Summary Judgment Standard

Rule 56 of the Federal Rules of Civil Procedure states, as to a party who has moved for summary judgment:

The court shall grant summary judgment if the movant shows that there is no genuine dispute as to any material fact and the movant is entitled to judgment as a matter of law.

Fed. R. Civ. P. 56(a). A fact is "material" if proof of its existence or non-existence would affect disposition of the case under applicable law. Anderson v. Liberty Lobby, Inc., 477 U.S. 242, 248 (1986). An issue of material fact is "genuine" if the evidence offered is such that a reasonable jury might return a verdict for the non-movant. Id. at 257. When determining whether a genuine issue has been raised, the court must construe all inferences and ambiguities against the movant and in favor of the non-moving party. United States v. Diebold, Inc., 369 U.S. 654, 655 (1962).

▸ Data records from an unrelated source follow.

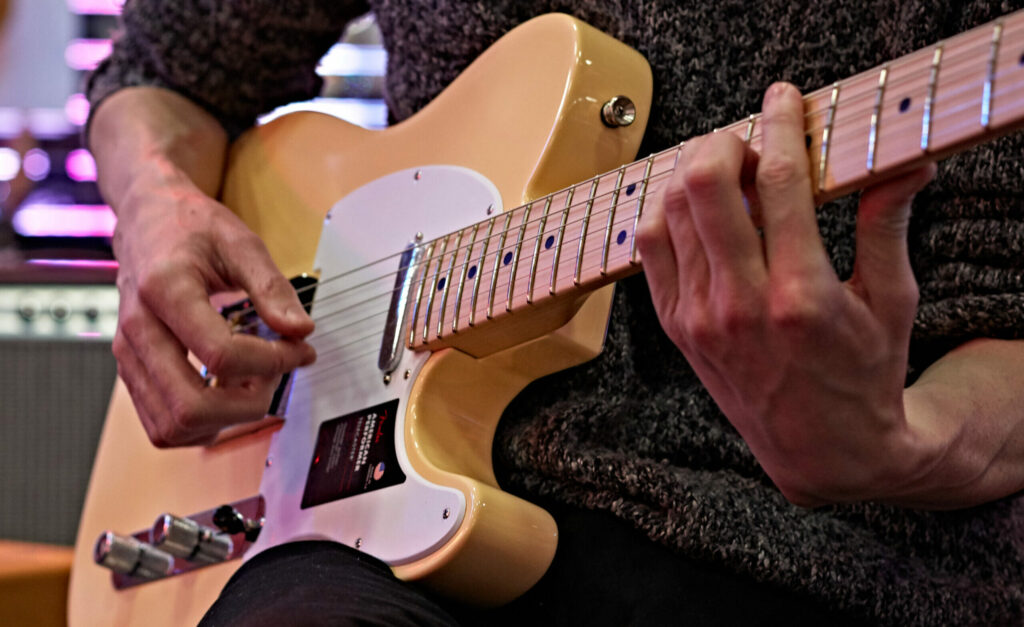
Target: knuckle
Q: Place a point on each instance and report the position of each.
(796, 308)
(648, 235)
(217, 359)
(738, 316)
(779, 171)
(184, 417)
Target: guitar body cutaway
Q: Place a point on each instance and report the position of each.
(525, 117)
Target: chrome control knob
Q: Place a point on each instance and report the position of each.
(127, 555)
(189, 540)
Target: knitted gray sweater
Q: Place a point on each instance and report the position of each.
(638, 435)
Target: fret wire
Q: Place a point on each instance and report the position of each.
(825, 137)
(419, 293)
(479, 270)
(498, 258)
(462, 280)
(433, 291)
(643, 196)
(926, 122)
(558, 243)
(515, 256)
(612, 205)
(986, 98)
(537, 249)
(448, 283)
(872, 136)
(960, 54)
(584, 227)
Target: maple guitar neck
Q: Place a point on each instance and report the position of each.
(921, 108)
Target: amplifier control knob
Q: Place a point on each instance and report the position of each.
(59, 310)
(28, 309)
(127, 555)
(189, 540)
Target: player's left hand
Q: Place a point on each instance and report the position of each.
(809, 369)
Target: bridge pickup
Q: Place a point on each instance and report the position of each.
(392, 344)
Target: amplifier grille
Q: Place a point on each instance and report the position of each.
(53, 398)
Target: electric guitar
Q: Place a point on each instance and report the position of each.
(462, 254)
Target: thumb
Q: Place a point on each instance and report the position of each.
(273, 296)
(882, 266)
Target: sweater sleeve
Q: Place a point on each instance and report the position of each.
(237, 58)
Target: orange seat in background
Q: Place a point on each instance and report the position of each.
(34, 583)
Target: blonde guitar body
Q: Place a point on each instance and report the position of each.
(522, 121)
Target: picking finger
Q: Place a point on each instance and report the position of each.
(193, 409)
(252, 268)
(882, 265)
(185, 308)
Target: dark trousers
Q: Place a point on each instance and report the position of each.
(604, 573)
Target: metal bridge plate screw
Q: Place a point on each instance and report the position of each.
(620, 111)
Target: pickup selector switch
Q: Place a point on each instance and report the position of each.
(127, 555)
(186, 539)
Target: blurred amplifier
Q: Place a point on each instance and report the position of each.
(56, 373)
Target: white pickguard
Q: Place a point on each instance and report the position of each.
(357, 256)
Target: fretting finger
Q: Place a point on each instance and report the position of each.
(793, 243)
(712, 175)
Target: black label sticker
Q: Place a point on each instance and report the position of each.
(353, 454)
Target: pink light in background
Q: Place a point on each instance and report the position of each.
(10, 163)
(91, 263)
(77, 109)
(43, 219)
(85, 54)
(95, 7)
(80, 166)
(36, 164)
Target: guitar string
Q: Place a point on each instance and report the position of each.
(526, 242)
(907, 122)
(326, 367)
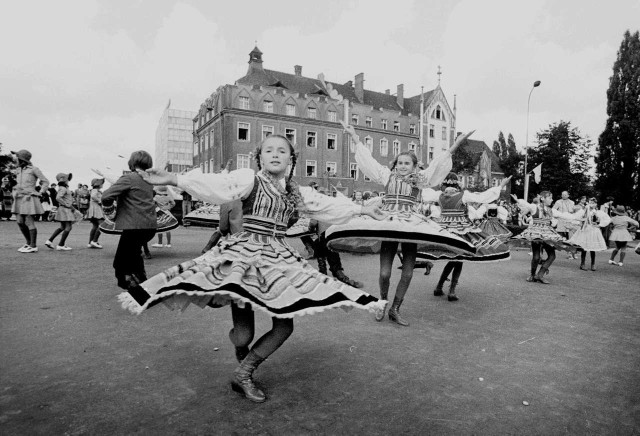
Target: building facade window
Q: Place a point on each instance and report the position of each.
(244, 132)
(243, 161)
(312, 112)
(311, 139)
(332, 140)
(353, 171)
(368, 142)
(312, 168)
(245, 102)
(384, 147)
(267, 131)
(290, 134)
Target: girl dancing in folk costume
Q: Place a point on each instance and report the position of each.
(165, 203)
(26, 200)
(542, 236)
(94, 213)
(620, 233)
(130, 198)
(64, 214)
(405, 225)
(589, 236)
(255, 268)
(454, 217)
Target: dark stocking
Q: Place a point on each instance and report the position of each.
(408, 263)
(387, 253)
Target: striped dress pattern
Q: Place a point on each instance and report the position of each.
(454, 218)
(255, 266)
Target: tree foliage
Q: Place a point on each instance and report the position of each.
(618, 159)
(564, 154)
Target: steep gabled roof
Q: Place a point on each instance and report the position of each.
(307, 85)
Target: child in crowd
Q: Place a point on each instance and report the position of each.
(135, 216)
(94, 212)
(64, 214)
(620, 234)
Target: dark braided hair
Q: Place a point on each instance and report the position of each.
(411, 154)
(291, 187)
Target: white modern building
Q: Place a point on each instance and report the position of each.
(174, 140)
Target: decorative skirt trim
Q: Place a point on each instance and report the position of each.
(136, 301)
(369, 241)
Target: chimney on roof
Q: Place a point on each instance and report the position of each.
(400, 95)
(255, 60)
(359, 89)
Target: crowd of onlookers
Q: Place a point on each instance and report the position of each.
(81, 199)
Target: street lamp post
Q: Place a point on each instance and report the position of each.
(526, 146)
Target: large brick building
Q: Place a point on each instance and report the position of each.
(235, 118)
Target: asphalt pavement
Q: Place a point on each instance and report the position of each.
(510, 357)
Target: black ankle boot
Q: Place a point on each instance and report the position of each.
(242, 381)
(394, 313)
(452, 291)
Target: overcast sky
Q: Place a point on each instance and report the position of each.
(81, 82)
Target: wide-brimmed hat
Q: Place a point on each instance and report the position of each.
(97, 183)
(619, 210)
(23, 155)
(62, 177)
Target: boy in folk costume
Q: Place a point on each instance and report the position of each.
(405, 226)
(542, 236)
(255, 269)
(620, 234)
(589, 236)
(455, 218)
(26, 200)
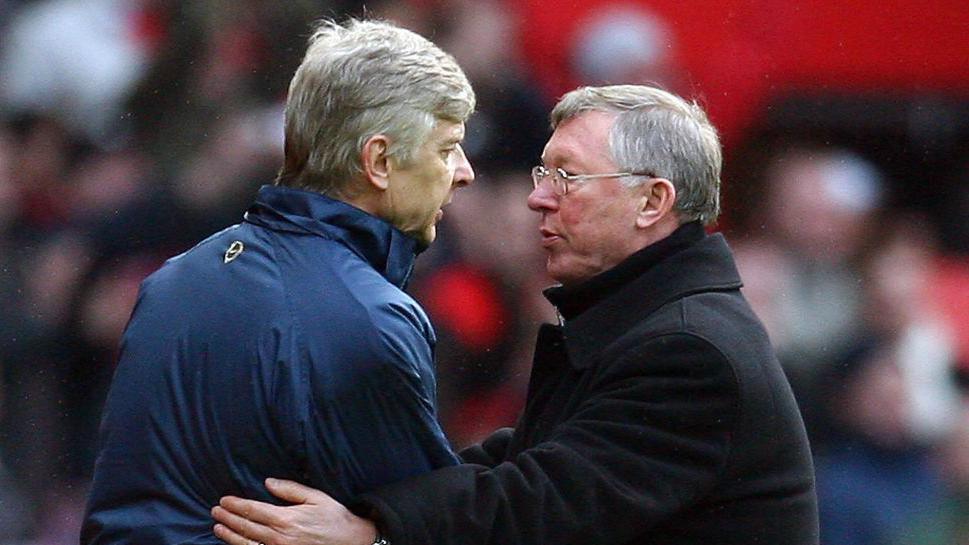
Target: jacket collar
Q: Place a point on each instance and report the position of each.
(652, 278)
(383, 246)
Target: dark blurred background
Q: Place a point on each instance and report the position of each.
(131, 129)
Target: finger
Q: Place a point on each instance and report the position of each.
(227, 535)
(247, 529)
(265, 513)
(294, 492)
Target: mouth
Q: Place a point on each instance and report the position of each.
(549, 237)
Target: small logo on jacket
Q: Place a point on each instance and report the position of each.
(234, 250)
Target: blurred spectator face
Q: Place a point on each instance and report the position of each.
(955, 451)
(625, 43)
(897, 277)
(875, 402)
(481, 37)
(820, 202)
(9, 197)
(592, 228)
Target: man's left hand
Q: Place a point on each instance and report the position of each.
(314, 519)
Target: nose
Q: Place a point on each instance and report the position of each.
(543, 198)
(463, 174)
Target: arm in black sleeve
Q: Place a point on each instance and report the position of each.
(491, 451)
(650, 439)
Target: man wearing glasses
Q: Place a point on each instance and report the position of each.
(656, 413)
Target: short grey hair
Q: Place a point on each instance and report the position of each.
(658, 132)
(359, 79)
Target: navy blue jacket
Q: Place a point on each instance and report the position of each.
(283, 346)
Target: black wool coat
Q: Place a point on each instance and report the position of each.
(657, 414)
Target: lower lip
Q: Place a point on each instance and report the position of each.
(549, 240)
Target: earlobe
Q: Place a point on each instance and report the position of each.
(656, 202)
(376, 162)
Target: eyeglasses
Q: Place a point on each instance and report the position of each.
(561, 179)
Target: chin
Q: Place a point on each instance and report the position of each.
(565, 274)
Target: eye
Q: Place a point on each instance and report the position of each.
(564, 174)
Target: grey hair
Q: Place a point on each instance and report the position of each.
(658, 132)
(357, 80)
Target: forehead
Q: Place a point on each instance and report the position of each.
(584, 137)
(447, 131)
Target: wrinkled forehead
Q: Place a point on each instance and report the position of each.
(583, 136)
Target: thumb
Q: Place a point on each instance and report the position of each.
(293, 492)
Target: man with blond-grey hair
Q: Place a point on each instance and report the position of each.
(285, 345)
(656, 413)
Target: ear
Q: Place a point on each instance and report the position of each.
(376, 162)
(656, 202)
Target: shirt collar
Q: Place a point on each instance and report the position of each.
(383, 246)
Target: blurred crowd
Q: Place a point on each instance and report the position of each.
(132, 129)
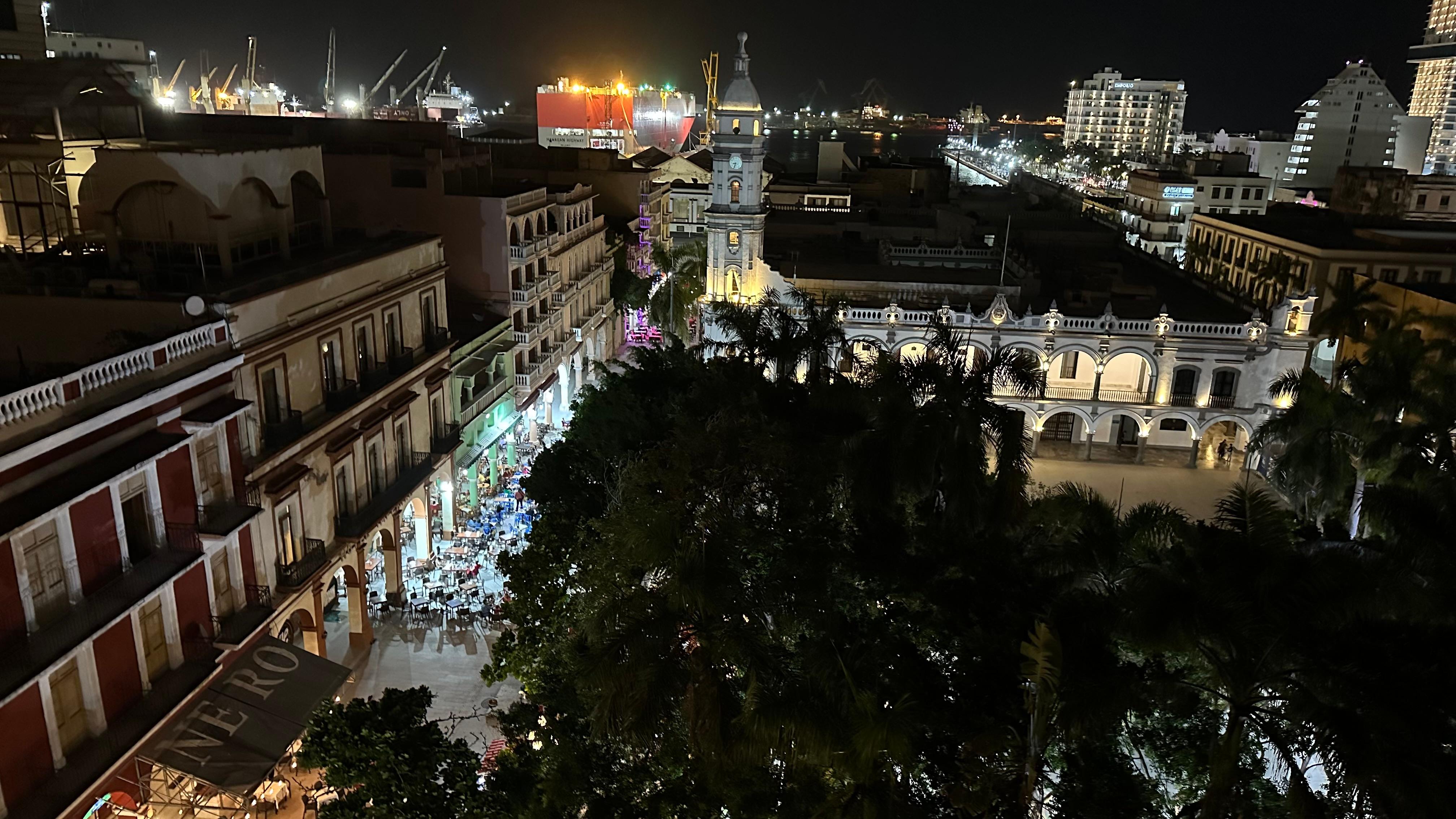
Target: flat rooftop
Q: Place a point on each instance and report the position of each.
(89, 274)
(1326, 229)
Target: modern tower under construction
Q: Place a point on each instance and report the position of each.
(1435, 85)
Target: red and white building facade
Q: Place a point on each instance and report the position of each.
(127, 557)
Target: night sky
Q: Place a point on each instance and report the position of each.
(1247, 65)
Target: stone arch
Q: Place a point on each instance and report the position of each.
(1240, 422)
(973, 347)
(1193, 423)
(1183, 391)
(1076, 347)
(394, 560)
(308, 202)
(1113, 375)
(300, 621)
(1223, 385)
(912, 347)
(1110, 415)
(251, 206)
(420, 511)
(165, 209)
(1087, 417)
(861, 349)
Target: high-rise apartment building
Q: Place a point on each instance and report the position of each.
(1352, 121)
(1126, 117)
(1436, 82)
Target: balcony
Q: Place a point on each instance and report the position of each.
(27, 658)
(357, 524)
(436, 337)
(298, 572)
(100, 754)
(445, 439)
(402, 360)
(223, 516)
(373, 375)
(340, 394)
(285, 430)
(234, 630)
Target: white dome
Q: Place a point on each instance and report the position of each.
(740, 95)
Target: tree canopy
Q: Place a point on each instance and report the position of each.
(765, 586)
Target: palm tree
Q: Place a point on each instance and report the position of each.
(1320, 439)
(673, 298)
(1350, 311)
(793, 342)
(950, 430)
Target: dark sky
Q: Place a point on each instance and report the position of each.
(1247, 65)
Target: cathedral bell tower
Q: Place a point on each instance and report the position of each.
(736, 215)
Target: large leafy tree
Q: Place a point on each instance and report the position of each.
(391, 761)
(762, 589)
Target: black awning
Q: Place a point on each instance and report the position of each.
(235, 733)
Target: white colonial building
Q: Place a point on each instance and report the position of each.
(1145, 382)
(1152, 381)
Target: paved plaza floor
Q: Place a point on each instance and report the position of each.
(427, 650)
(1162, 477)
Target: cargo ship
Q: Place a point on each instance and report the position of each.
(618, 117)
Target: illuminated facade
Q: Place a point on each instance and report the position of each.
(1436, 82)
(737, 212)
(1126, 117)
(1350, 121)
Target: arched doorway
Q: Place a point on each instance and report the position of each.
(857, 355)
(1223, 445)
(303, 630)
(308, 209)
(1071, 375)
(417, 522)
(912, 352)
(391, 557)
(1129, 378)
(356, 602)
(1123, 435)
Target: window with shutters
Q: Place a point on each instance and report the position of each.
(1069, 366)
(136, 519)
(210, 467)
(70, 706)
(153, 640)
(47, 575)
(222, 584)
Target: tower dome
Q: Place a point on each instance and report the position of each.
(740, 95)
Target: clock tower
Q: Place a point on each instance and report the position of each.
(736, 215)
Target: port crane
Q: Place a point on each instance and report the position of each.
(330, 78)
(432, 68)
(711, 78)
(368, 97)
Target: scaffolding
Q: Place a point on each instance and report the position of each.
(35, 206)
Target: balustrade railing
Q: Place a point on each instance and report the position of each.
(34, 400)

The party seeking summary judgment shoulders the initial burden of demonstrating to the court that there is no genuine issue of material fact. Celotex Corp. v. Catrett, 477 U.S. 317, 323 (1986). Once the movant has made this threshold demonstration, the non-moving party, to survive the motion for summary judgment, may not rest on the allegations averred in his pleadings. Id. at 324. Rather, the non-moving party must demonstrate specific, material facts exist that give rise to a genuine issue. Id. Under this standard, the existence of a mere scintilla of evidence in support of the non-movant's position is insufficient to withstand the summary judgment motion. Anderson, 477 U.S. at 252. Likewise, conclusory allegations or denials, without more, are insufficient to preclude granting the summary judgment motion. Id. at 248. "Only disputes over facts that might affect the outcome of the suit under the governing law will properly preclude the entry of summary judgment. Factual disputes that are irrelevant or unnecessary will not be counted." Anderson, 477 U.S. at 248. Further, Rule 56 provides in pertinent part:

A party asserting that a fact cannot be or is genuinely disputed must support the assertion by: (A) citing to particular parts of materials in the record, including depositions, documents, electronically stored information, affidavits or declarations, stipulations (including those made for purposes of the motion only), admissions, interrogatory answers, or other materials; or (B) showing that the materials cited do not establish the absence or presence of a genuine dispute, or that an adverse party cannot produce admissible evidence to support the fact.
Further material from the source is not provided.